At Honda, I provided technical leadership in Machine Learning and AI. I worked on urban autonomous driving, with a focus on path planning and control with sensor data and high-resolution maps. Other past projects include car-related projects in Spoken Dialog, Belief Tracking, and Hybrid Fuel Efficiency. Projects for ASIMO humanoid robot include Knowledge Discovery, Natural Language Processing, and SLAM.
Team lead for free form dialog system for setting the destination in a
car. We built a belief maintenance and update system to track user goals
during spoken interaction.
Based on this belief, the system asked additional questions or performed the requested action.
We developed Dynamic Probabilistic Ontology Trees
(POT), a new probabilistic model to track dialog state. Our model
captured both the user goal and the history of user dialog acts using
a unified Bayesian Network. We performed efficient inference using a
form of blocked Gibbs sampling designed to exploit the structure of
the model.
Later, we combined this POT semantic belief tracker for categorical
concepts with a kernel density estimator. The kernel density estimator
incorporated landmark evidence into a posterior
probability over candidate destination locations. Our system was demonstrated via
an android app.
I also built a hybrid system to send text messages by voice, where I
used Google Speech API to recognize general messages. I used Nuance
with my language model as a fallback technique when Google Speech
confidence was low, such as when corrections were starting with
No.
In joint work with Adam Vogel and Deepak Ramachandran, we built a
probabilistic driving route prediction system. We trained
our system with Inverse Reinforcement Learning, to optimize the
battery and engine power mix for fuel-efficiency.
We predicted the routes that the
driver is likely to take and probabilistically optimized engine
and battery power for them.
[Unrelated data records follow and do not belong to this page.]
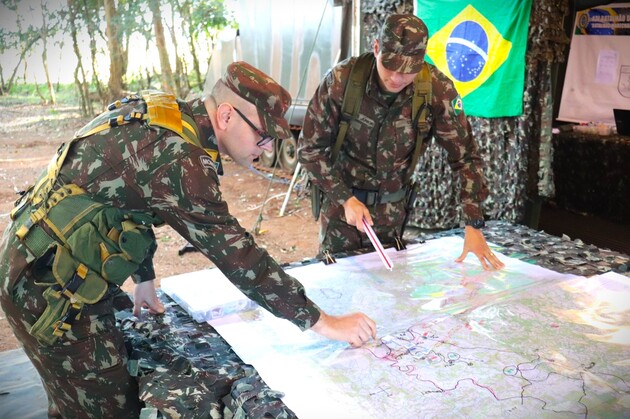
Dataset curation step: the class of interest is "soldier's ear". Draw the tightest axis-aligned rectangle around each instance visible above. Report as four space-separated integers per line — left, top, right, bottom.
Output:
216 103 233 130
373 39 380 56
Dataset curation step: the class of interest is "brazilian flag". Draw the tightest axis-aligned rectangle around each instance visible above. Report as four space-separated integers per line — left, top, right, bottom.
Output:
416 0 532 117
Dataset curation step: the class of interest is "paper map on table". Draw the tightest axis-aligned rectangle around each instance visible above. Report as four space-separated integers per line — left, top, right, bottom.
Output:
200 236 630 417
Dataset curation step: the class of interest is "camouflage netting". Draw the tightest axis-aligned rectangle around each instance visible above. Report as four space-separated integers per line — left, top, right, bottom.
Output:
361 0 570 229
406 221 630 277
119 302 297 418
362 0 414 48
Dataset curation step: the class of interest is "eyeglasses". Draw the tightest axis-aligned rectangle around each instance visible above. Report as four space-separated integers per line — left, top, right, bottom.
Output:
233 107 275 147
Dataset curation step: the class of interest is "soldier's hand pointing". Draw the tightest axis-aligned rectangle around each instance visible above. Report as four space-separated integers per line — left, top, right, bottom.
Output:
311 311 377 347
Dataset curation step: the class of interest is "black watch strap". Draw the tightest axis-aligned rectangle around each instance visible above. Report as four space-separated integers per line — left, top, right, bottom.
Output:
466 219 485 229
Our approach increased
vehicle power efficiency without any hardware
modifications or change in driver behavior. We
outperformed a standard hybrid control policy, yielding an average
of 1.2% fuel savings.
Team lead for design and implementation of autonomous path planning
and assistive features in a Personal Mobility Vehicle (PMV). We added a
motor and hardware modifications to a four-wheeled vehicle for
auto-steering. We developed a Region-based hierarchical model for
mobile robots for object delivery. To make the tracking and decision making
more efficient, we took advantage of the fact that only discrete
topological representations of entity locations are needed for
decision-making. We detected
entities using depth and vision sensors. We introduced a novel
reinforcement learning algorithm called Smoothed Sarsa. It learned a
policy for these delivery tasks by delaying the backup reinforcement
step until there was an improvement in the uncertainty estimate of the state.
The state
space is modeled by a Dynamic Bayesian Network and updated using our
Region-based Particle Filter.
Our experiments showed that policy search led to faster task
completion times as well as higher total rewards compared to a manually
crafted policy. Smoothed Sarsa learned a policy orders of magnitude
faster than previous policy search algorithms. We demonstrated our
algorithms on the Pioneer robot and the Player/Stage simulator.
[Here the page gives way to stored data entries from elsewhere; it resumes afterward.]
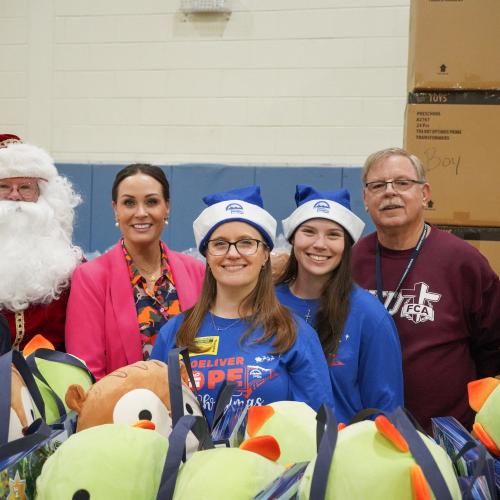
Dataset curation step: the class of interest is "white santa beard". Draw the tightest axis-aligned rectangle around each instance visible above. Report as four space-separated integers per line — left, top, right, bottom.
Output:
0 199 82 311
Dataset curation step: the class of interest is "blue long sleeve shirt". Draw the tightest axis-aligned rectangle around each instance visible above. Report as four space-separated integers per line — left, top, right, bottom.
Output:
276 283 404 424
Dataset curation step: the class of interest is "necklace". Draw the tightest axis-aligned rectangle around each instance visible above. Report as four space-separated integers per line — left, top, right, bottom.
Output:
304 308 312 324
209 312 241 332
289 284 317 325
135 262 162 282
144 271 161 282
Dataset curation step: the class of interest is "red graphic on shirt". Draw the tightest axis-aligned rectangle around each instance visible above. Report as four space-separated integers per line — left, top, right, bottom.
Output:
240 365 278 398
190 357 277 397
192 370 205 389
328 359 345 366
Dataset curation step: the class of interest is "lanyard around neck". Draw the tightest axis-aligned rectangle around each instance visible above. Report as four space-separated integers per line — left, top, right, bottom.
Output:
375 223 429 309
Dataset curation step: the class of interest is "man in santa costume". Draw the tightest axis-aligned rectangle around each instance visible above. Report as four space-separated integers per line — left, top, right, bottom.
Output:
0 134 83 351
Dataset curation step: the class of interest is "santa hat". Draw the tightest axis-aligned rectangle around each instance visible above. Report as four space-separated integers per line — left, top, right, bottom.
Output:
0 142 58 181
0 134 22 149
193 185 277 254
282 185 365 243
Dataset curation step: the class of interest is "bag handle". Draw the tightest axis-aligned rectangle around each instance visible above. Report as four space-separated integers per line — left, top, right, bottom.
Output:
0 350 46 444
0 313 10 355
211 380 237 430
168 347 237 432
310 405 338 500
25 354 67 419
168 348 209 428
0 418 52 463
0 350 13 444
453 441 488 500
27 348 95 383
347 407 383 426
389 407 453 500
156 415 214 500
24 348 95 420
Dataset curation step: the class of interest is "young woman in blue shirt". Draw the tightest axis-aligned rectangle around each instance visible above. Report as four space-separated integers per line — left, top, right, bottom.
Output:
151 185 334 426
275 185 404 424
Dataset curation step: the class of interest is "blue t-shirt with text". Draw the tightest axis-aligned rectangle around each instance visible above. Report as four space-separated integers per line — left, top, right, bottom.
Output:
151 312 334 426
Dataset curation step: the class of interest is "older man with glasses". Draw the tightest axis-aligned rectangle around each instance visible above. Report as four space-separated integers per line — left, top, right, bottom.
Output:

Dynamic Bayes Network (DBN)
Location modeled by discrete region variable R and position
In Knowledge Discovery, we integrated knowledge from Wikipedia, Yahoo Question/Answers, Open
Directory Project and OpenMind to improve topic recognition. We showed a large error reduction over the
previous state of art on Google Answers and Switchboard datasets. Later, we extended our system to
conversations to predict correct dialog turn using lexical and semantic features.
Created OpenMind Indoor Common
Sense project to collect text data from volunteers. Data was used in-house and by Intel Research, MIT
Media Lab, and Technische Universität München.
In joint work with Ming Hsuan-Yang and Jason Meltzer, we developed a method for learning
feature descriptors for mobile robot navigation and localization.
We used small baseline tracking in image sequences to develop feature descriptors suitable
for the challenging task of wide baseline matching across significant
viewpoint changes. The variations in the appearance of each
feature were learned using kernel principal component analysis (KPCA)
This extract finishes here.